James Hetfield (Metallica)
Lars Ulrich (Metallica)

Greg Kin (Greg Kin Band)

Mickey Thomas  (Jefferson Starship / Starship) This dude was an asshole

Nikki Sixx (Motley Crue)

Selena  (Selena Latin Singer) She was being a bitch, her boyfriend / Guitarist was nice and her dad and I argued but I argued with her also

Wanted to pound the 2nd singer for Metal Church in the face while Jason Newsted literally rolled on the ground laughing his ass off.

Can't think of anymore right now and I'm certain back in them days I was too damn messed up to even know who the hell I was talking to at times lol.


----------



## j2048b (Aug 4, 2012)

well i never did get to meet the guy RALPH LAUREN, but my high school ex's dad worked for him out in colorado and ran his ranch and i got to go meet some of his cars!! McLaren f1 anyone? fucking awesome, and a few of his Ferrari's! they were very nice! haha!


----------



## LeanHerm (Aug 4, 2012)

LOL that's bad Ass. Mcclaren f1 are like the most expensive cars in the world.


----------



## j2048b (Aug 4, 2012)

BigHerm said:


> LOL that's bad Ass. Mcclaren f1 are like the most expensive cars in the world.

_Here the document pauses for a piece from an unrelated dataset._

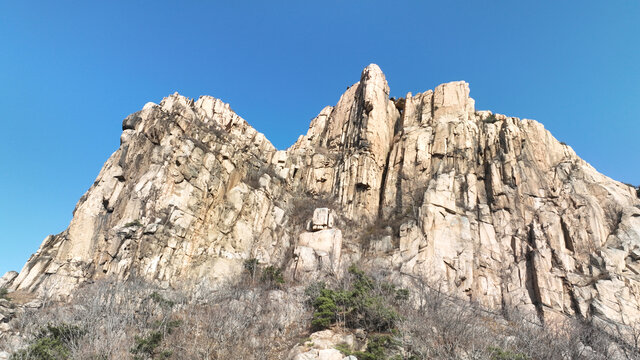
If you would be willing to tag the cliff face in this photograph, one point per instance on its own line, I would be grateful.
(491, 208)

yeah ya know? i alsmost shit myself, in the middle seat behind the fucking wheel! haha he paid like 70,000 just to adjust the mirrors to a different location on the doors, and the fucking thing has luggage compartments, and a satellite link so if anything is wrong with them the beam some shit to the computer and explains how to fix it, and on top of that there is a sequence to even start the car!! if u do it wrong, no go for u!


----------



## LeanHerm (Aug 4, 2012)

Wow bro that's insane. I'd love to see one. Where I like there's not too many cars like that. Our roads blow and to many hills. LOL.


----------



## JOMO (Aug 4, 2012)

Dennis Rodman
Ray Lewis
Miguel cotto
Dana White
Alex Winter (Bill from Bill & Ted movies)
Danielle Harris (Halloween franchise movies)
Hollie Marie Combs (Piper from the show Charmed)
Kevin Sorbo ( Hercules the TV show)
Craig Parker (spartacus the show)
Martin Kove (Sensei from Karate Kid)


----------



## Pikiki (Aug 4, 2012)

JOMO said:


> Dennis Rodman
> Ray Lewis
> Miguel cotto
> Dana White
> ...



Yo conoci a Tito Rojas bien arrebatao...


----------



## coltmc4545 (Aug 4, 2012)

Alright well living in LA plus working for a high end dry cleaners I had alot of celebrity clients. Plus playing poker i played with a few also. I don't remember everyone but here's some:

Micheal Johnson
Derrick Fisher
Magic Johnson
D.L Hugley
Kim Kardashian
Reggie Bush
Stevie Wonder
Brandy
Travis Barker
Bobby Brown
Ray Liota
Gene Simmons daughter
Nicki Sixx
Drew Berrymore
Suge Knight
Neyo
Tom Green
D-Bo (from Friday)
Michael Clark Duncan
Denise Richards
Tom Sizemore
Howie Mandell
Reese Witherspoon
Dave Navarro
Steve-O





I know there's more I just can't think of em. I'm sure I'll be editing this as they come to mind.


----------



## Jada (Aug 4, 2012)

i met ice t in a comedy club


----------



## Jawey (Aug 4, 2012)

I met OJ Simpson like 5 years ago, It was literally weeks before he got arrested, He was eating at some expensive ass restaurant in Miami called like the Stone Crab or Blue Crab restaurant or something, I was there too but it was a special occasion, my good friend got a picture with him lol

oh and he was a pretty nice guy, would've never known he was a killer...


----------



## Lulu66 (Aug 4, 2012)

arnold schwarzenegger-got to ride a my harley with them is So Cal after he came on base. Duds cool as shit.
Korey taylor-slipknot
Mick thompson-slipknot
Mike tremonty- creed back then
Chad grey- mudvayne
Jeffery nothing- mushroomhead

And for pikiki, i got to meet el ganster and La Taina. And Olga tañon and el payaso trompetilla...lol raymond arrieta.


----------



## Lulu66 (Aug 4, 2012)

Jawey said:


> I met OJ Simpson like 5 years ago, It was literally weeks before he got arrested, He was eating at some expensive ass restaurant in Miami called like the Stone Crab or Blue Crab restaurant or something, I was there too but it was a special occasion, my good friend got a picture with him lol
> 
> oh and he was a pretty nice guy, would've never known he was a killer...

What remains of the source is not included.